Multivariate analysis indicated that the presence of renal papillary crystals was significantly and independently related to stone formation. This result represents all of the relationships discussed above. These findings suggest the possibility that the process of kidney stone formation depends on some renoprotective abilities related to the processing of crystals formed in the renal parenchyma, especially the renal papilla.

This study has some limitations that should be discussed. We could not clarify how cancer background, involving environmental and genetic factors, affected “true” kidney stone formation. Furthermore, because this study was conducted retrospectively, detailed analysis of stone component and urinary biochemistry could not be performed. Moreover, Randall’s plaques were not detectable in the study sample.

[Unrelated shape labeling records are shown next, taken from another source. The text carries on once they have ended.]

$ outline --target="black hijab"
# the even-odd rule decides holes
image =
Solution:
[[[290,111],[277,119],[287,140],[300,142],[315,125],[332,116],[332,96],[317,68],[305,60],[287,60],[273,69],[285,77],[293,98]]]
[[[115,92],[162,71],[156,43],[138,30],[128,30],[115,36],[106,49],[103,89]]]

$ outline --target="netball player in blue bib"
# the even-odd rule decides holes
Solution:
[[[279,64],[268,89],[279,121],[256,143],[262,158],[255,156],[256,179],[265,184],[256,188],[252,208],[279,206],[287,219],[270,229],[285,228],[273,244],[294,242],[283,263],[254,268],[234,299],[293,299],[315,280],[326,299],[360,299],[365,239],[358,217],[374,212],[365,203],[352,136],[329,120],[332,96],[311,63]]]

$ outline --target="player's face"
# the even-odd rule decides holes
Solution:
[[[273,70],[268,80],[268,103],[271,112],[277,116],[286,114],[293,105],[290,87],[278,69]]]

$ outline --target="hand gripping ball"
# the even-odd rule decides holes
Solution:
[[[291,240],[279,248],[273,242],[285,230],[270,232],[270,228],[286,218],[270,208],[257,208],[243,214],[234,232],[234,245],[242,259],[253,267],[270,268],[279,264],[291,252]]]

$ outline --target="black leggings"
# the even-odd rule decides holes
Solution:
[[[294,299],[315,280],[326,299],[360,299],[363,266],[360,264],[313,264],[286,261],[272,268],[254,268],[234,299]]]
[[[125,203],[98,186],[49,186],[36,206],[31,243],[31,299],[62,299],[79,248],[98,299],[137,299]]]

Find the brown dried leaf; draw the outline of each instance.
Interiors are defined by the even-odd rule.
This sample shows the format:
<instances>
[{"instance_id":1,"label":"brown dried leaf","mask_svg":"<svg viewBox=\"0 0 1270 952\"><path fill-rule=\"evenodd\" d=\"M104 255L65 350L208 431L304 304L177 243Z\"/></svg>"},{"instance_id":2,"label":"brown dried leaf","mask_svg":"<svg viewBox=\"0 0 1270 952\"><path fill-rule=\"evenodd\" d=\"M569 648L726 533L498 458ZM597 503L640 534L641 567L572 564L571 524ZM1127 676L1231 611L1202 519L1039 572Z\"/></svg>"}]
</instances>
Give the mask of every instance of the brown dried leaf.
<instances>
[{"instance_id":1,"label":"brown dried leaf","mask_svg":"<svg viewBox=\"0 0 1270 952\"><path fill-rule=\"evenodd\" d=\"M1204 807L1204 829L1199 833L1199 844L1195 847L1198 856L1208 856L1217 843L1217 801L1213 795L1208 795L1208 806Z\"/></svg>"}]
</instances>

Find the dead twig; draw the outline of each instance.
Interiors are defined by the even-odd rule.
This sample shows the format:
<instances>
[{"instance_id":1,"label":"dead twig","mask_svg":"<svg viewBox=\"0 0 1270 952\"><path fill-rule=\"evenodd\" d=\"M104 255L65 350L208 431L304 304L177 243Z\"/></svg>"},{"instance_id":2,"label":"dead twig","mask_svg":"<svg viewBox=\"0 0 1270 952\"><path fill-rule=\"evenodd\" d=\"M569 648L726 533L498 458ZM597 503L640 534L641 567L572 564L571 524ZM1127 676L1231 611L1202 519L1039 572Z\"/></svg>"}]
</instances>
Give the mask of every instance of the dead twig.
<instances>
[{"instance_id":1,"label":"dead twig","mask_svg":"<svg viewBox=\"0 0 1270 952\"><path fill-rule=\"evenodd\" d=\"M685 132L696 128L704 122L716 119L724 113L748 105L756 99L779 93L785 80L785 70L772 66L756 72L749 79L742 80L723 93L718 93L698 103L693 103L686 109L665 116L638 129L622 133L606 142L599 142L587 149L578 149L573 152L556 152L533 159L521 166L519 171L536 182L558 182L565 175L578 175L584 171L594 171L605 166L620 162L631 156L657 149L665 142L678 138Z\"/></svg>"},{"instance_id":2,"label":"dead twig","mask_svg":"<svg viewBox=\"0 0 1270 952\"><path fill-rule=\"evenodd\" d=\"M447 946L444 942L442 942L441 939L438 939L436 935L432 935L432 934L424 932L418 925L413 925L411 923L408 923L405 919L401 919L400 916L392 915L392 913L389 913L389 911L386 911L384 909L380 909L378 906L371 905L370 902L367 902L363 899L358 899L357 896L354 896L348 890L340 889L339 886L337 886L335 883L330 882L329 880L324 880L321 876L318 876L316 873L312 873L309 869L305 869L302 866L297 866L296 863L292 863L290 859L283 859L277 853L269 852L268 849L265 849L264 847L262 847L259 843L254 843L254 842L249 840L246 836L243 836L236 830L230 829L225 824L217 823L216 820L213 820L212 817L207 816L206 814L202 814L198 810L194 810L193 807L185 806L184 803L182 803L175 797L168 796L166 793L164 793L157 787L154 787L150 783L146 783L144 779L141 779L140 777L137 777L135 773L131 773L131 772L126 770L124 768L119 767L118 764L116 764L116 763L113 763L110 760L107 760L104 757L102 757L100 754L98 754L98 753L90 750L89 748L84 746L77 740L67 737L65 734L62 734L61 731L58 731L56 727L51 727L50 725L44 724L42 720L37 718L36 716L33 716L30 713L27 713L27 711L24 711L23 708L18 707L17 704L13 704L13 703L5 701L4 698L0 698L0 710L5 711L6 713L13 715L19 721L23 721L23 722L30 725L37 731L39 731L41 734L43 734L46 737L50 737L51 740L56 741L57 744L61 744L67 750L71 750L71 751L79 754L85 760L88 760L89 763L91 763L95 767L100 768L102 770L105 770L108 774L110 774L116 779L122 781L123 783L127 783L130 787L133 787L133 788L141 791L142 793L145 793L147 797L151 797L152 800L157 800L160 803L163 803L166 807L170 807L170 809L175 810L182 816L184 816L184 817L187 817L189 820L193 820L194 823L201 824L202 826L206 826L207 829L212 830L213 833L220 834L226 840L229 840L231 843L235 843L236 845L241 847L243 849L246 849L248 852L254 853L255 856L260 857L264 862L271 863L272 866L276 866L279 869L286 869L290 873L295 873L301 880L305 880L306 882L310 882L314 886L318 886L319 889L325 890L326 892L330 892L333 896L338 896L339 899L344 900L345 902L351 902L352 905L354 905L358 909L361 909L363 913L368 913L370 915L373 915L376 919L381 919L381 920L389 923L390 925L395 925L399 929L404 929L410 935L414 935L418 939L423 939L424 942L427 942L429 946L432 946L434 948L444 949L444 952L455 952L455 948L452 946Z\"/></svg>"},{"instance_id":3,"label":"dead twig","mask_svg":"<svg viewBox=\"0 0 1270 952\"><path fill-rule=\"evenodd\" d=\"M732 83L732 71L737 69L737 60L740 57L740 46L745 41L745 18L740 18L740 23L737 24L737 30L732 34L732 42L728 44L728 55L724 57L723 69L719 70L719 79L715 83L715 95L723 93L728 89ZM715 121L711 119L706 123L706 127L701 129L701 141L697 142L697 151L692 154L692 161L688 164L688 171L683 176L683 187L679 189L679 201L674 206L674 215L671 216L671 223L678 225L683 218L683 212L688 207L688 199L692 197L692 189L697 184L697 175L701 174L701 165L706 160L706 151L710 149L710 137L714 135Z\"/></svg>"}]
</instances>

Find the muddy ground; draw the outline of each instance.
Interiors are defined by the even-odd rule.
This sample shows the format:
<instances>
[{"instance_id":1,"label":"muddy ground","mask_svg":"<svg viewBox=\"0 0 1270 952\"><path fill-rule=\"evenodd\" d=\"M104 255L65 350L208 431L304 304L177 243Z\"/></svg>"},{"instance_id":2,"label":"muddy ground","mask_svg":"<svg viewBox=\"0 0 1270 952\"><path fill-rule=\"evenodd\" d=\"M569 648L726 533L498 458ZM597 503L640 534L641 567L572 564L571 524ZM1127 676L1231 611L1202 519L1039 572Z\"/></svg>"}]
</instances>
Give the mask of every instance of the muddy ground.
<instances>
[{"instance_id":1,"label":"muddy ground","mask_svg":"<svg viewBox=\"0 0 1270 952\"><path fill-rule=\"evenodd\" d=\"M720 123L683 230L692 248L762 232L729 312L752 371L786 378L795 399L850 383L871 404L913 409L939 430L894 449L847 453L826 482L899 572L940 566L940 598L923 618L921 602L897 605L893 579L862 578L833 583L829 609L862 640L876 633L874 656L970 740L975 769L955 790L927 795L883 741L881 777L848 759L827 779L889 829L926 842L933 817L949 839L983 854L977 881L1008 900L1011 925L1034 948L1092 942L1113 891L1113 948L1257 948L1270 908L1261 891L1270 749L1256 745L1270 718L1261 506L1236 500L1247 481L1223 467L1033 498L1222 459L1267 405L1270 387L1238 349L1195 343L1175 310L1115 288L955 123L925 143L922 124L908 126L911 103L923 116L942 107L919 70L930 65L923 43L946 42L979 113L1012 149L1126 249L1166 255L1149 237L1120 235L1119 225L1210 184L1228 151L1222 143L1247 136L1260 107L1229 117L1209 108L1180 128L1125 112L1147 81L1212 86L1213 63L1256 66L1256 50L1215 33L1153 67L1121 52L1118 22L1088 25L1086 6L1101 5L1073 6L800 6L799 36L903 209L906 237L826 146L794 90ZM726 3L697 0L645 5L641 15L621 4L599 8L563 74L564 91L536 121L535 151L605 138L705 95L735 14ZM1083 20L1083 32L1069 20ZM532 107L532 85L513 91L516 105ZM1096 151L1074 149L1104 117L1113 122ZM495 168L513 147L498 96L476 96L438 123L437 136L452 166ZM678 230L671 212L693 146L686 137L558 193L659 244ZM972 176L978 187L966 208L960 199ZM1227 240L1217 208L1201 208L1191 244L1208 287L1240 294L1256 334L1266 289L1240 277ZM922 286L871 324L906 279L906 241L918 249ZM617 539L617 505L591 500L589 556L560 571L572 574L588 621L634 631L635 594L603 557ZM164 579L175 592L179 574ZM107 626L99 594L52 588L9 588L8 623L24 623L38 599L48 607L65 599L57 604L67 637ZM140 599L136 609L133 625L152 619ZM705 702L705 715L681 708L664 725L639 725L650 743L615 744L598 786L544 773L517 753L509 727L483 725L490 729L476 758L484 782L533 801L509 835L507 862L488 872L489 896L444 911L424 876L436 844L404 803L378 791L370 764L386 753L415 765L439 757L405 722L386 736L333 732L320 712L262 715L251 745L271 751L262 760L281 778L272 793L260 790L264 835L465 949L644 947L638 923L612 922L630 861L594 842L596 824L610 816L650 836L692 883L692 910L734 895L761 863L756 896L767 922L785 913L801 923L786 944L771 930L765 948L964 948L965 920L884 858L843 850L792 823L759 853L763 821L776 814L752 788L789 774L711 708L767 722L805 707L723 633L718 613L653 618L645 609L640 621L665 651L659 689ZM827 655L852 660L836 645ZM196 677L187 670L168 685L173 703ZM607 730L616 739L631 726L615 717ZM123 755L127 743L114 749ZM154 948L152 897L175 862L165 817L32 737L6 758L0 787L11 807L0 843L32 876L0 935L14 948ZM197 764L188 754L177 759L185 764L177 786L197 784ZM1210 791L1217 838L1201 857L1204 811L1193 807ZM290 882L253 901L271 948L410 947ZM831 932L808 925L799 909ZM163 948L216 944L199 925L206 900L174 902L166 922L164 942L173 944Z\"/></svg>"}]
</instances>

We identified similar phenomena to those detected in previous basic studies, such as crystal-cell interactions, increased OPN expression, decreased SOD and THP expression, and macrophage involvement in the human renal parenchyma. The new findings of this study were crystal formation in patients without kidney stones, crystal transmigration to the papillary interstitium, and crystal processing at the renal papilla regardless of stone formation. SFs may have reduced ability to eliminate renal parenchymal crystals than NSFs (especially in the papilla region), with associated gene expression changes.